Italy falls into technical recession as economy contracts
Result creates fresh problems for new anti-establishment government
The Italian economy needs a boost. Photograph: iStock
Italy’s economy contracted for the second consecutive quarter at the end of last year, throwing the country into recession in a setback for the new anti-establishment government.
Gross domestic product fell a quarterly 0.2 per cent between October and December, following a 0.1 per cent decline in the third quarter, and was up 0.1 per cent on an annual basis, national statistics bureau ISTAT reported on Thursday. The fourth quarter decline was steeper than expected.
A Reuters survey of analysts had pointed to a 0.1 per cent fall quarter-on-quarter and a 0.3 per cent year-on-year rise.

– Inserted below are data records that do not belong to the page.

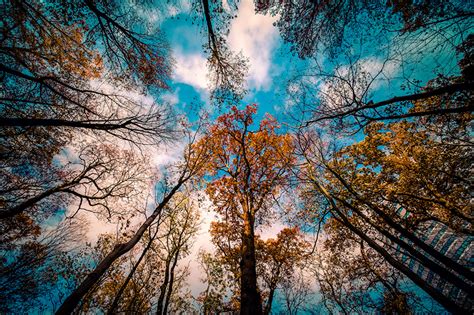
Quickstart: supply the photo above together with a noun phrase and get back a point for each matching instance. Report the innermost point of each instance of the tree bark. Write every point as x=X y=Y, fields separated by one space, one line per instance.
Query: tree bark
x=447 y=303
x=130 y=275
x=250 y=302
x=76 y=296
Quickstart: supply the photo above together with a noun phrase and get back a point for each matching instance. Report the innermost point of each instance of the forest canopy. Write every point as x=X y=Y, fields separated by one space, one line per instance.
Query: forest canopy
x=238 y=157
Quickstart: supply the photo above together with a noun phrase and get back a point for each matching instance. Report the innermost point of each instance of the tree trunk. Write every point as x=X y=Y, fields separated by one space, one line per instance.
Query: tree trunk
x=268 y=306
x=170 y=284
x=76 y=296
x=250 y=303
x=446 y=302
x=130 y=275
x=161 y=298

Analysts often define two straight quarters of declining GDP as a “technical” recession, though the Italian economy grew in 2018 as a whole and is expected to expand modestly this year.
The data confirmed Italy’s customary position among the growth laggards of the euro zone. The 19-nation bloc grew a listless 0.2 per cent in the fourth quarter, Eurostat said, in line with market expectations. That was the same rate as in the third quarter, which had been the lowest for four years, while the euro zone’s 1.2 per cent year-on-year expansion was a new five-year low.
The data presents a quandary for the European Central Bank, which ended its bond-buying stimulus programme late last year and risks running low on firepower as the economy slows.